Norton told Rolling Stone that Dylan insisted Mangold include at least one totally inaccurate scene in the movie. That would seem a perverse request, coming from anyone other than Dylan. Instead in this case, it’s in keeping with Dylan’s attitude toward “the truth” dating back to the period in A Complete Unknown when — while still in his early 20s — he was revered as the ultimate countercultural truth teller.

His response — long before our “post-truth” age — was to insist that seeking any kind of objective truth was absurd, while amusingly admitting that “If I wasn’t Bob Dylan, I’d probably think that Bob Dylan has a lot of answers myself.”

“You ask of truth? There is no truth. What fool can claim t’ carry the truth?” Dylan wrote in his 11 Outlined Epitaphs in The Times They Are A-Changin’ liner notes in 1963. A year later, in the notes to Another Side of Bob Dylan, he wrote: “I know no answers and no truth … I will listen to no one who tells me morals, there are no morals. And I dream a lot.”

Dylan has been leading a life of a public performer — at 83, still on a “Never Ending Tour” — while hiding in plain sight ever since he came to be regarded as an oracle whose followers hoped to find the keys to the universe by combing through his garbage.

In 1964, while performing at Town Hall in New York, the artist born Robert Zimmerman said, “I’m wearing my Bob Dylan mask.” In 2007, he played a singer named Jack Fate in a movie much stranger than A Complete Unknown, called Masked and Anonymous.

And in Martin Scorsese’s 2019 Rolling Thunder Revue: A Bob Dylan Story, he put his trust in theatricality over the illusion of authenticity. “If someone’s wearing a mask, he’s going to tell you the truth,” he said. “If he’s not wearing a mask, it’s highly unlikely.”

Rolling Thunder called itself a documentary but included fabricated stories about a teenage Sharon Stone following Dylan on tour, and Kiss inspiring the pancake makeup Dylan and Baez wore on stage. Why did Dylan lie? Probably to make points about the unreliability of all historical narratives, and also because he gets his kicks messing with people’s expectations.

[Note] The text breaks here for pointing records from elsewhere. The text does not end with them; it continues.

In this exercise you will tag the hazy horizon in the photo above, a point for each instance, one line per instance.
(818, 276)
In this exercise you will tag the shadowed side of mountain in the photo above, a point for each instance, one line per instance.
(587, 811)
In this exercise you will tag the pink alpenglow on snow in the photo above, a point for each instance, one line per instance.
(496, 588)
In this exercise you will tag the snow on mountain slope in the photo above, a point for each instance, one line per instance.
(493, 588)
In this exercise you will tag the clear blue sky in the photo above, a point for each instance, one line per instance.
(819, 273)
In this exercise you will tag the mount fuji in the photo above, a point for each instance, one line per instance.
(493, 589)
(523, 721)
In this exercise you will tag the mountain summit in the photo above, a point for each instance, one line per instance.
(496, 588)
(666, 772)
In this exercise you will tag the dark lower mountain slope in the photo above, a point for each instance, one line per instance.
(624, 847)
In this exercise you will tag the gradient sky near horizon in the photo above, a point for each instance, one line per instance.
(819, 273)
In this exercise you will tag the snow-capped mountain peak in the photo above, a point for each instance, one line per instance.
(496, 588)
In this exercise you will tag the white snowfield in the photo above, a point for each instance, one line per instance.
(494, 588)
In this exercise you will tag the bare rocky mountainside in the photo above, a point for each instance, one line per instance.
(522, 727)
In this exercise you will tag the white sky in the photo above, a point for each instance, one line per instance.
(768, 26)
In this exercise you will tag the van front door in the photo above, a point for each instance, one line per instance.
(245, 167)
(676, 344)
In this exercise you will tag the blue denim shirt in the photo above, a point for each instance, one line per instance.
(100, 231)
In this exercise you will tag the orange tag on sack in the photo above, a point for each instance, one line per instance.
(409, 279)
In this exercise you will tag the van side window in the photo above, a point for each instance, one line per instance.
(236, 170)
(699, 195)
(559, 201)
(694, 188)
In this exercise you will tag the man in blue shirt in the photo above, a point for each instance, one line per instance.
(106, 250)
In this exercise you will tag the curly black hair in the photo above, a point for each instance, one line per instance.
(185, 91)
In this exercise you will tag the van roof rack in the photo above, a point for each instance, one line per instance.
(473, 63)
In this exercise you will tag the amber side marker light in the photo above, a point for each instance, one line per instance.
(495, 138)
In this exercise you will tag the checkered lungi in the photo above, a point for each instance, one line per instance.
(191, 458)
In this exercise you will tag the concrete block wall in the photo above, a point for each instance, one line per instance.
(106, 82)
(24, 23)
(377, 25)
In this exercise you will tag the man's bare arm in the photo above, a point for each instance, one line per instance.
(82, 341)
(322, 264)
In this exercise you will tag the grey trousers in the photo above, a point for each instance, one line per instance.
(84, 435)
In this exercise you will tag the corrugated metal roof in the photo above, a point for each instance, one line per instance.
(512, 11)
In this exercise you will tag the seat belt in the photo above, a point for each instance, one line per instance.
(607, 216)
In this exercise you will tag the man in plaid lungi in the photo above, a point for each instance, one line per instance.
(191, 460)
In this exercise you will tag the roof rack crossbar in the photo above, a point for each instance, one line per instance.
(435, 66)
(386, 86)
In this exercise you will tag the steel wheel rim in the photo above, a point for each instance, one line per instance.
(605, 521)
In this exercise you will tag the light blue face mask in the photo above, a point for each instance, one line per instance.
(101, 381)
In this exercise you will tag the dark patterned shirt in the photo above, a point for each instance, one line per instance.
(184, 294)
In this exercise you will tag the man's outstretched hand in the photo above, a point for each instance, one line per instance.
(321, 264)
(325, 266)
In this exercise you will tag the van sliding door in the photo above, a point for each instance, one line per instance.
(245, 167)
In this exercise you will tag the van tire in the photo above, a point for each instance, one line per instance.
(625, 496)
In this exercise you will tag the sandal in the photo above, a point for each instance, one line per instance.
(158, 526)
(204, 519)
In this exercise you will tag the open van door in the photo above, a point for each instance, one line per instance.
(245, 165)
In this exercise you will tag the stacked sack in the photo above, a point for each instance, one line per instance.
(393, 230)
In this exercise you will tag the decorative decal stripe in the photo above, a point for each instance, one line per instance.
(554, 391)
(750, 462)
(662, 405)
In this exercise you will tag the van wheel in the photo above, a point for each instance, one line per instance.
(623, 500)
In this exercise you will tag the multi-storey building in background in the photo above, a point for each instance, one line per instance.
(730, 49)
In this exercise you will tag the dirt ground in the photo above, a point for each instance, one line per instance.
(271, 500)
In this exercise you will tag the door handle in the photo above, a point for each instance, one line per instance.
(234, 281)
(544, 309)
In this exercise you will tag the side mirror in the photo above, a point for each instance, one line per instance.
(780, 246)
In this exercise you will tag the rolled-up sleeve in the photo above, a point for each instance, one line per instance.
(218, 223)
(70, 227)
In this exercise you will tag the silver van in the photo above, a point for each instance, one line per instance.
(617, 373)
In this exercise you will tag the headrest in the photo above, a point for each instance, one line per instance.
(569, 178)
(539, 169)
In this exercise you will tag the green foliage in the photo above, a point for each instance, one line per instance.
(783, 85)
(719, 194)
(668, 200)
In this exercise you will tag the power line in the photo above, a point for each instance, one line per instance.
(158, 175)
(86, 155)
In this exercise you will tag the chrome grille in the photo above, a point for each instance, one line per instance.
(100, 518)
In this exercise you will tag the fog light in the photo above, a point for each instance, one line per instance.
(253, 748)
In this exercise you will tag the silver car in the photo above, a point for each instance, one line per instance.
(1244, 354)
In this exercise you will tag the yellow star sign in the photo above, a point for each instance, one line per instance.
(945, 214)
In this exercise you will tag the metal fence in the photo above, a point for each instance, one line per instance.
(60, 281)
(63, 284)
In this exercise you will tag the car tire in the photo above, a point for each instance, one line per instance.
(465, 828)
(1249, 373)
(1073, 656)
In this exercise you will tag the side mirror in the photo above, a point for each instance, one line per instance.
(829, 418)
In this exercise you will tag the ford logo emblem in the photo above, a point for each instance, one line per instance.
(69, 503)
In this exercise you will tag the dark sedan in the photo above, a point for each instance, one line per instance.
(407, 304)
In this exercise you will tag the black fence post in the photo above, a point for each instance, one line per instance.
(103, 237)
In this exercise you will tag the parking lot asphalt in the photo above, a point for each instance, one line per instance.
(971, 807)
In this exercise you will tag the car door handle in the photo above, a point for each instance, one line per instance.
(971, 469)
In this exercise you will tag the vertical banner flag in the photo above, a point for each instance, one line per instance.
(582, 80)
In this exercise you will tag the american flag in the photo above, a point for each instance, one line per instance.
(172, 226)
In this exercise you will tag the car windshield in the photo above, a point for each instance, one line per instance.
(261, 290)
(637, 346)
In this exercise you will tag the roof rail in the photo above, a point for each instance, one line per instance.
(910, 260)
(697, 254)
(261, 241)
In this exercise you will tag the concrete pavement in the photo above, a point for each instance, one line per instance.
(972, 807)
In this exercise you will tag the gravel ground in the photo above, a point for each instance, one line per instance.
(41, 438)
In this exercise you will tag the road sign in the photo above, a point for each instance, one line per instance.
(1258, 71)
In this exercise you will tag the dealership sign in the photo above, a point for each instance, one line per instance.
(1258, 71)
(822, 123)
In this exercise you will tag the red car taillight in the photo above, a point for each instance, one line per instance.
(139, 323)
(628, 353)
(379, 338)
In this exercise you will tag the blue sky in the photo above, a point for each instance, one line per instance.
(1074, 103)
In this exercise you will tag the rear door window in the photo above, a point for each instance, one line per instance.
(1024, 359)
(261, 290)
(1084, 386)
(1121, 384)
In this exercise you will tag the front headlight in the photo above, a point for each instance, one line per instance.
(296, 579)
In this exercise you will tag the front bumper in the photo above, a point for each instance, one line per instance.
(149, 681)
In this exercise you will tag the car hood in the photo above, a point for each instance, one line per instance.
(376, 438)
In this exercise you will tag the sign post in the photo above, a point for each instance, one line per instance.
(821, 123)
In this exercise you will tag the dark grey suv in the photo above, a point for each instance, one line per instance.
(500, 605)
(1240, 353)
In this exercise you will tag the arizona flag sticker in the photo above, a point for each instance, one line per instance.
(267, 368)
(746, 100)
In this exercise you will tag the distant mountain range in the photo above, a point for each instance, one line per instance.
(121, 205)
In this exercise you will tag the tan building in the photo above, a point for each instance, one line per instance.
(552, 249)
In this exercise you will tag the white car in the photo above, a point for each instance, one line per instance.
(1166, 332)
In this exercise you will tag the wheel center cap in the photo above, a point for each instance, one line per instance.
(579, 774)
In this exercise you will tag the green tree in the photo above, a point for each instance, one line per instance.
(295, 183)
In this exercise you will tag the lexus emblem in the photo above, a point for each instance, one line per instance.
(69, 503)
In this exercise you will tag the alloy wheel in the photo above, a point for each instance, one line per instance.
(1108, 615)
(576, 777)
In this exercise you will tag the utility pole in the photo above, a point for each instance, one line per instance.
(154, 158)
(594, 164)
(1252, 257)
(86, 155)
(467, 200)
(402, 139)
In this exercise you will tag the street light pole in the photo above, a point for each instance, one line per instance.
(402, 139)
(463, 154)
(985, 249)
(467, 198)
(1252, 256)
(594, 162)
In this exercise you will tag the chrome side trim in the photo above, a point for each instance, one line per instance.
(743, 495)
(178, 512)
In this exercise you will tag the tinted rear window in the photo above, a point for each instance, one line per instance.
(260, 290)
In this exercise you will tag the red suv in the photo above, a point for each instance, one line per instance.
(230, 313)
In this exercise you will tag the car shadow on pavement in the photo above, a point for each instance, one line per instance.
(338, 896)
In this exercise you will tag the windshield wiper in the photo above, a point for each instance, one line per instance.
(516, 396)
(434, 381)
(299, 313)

In comparison to the Rolling Thunder’s fake news, A Complete Unknown’s inaccuracies seem trivial, micro-fictions committed in the service of larger “truth” in an essentially earnest film.

Recently, Dylan started tweeting. Or perhaps somebody masked and anonymous is doing it, pretending to be him.

Addressing A Complete Unknown, he gave Wald’s book the blurb of a lifetime, calling Dylan Goes Electric! “a fantastic retelling of the events from the early ‘60s leading up to the fiasco of Newport. After you’ve seen the movie, read the book.”

He also expressed faith in Chalamet, while making it clear he hadn’t seen the film.

“There’s a movie about me coming out soon called A Complete Unknown (what a title!),” he wrote. “Timmy’s a brilliant actor so I’m sure he’s going to be completely believable as me. Or a younger me. Or some other me.”

That turns out to be true. But don’t take my word for it, Bob. You’ve already read the book. Go see the movie. You might see yourself in it.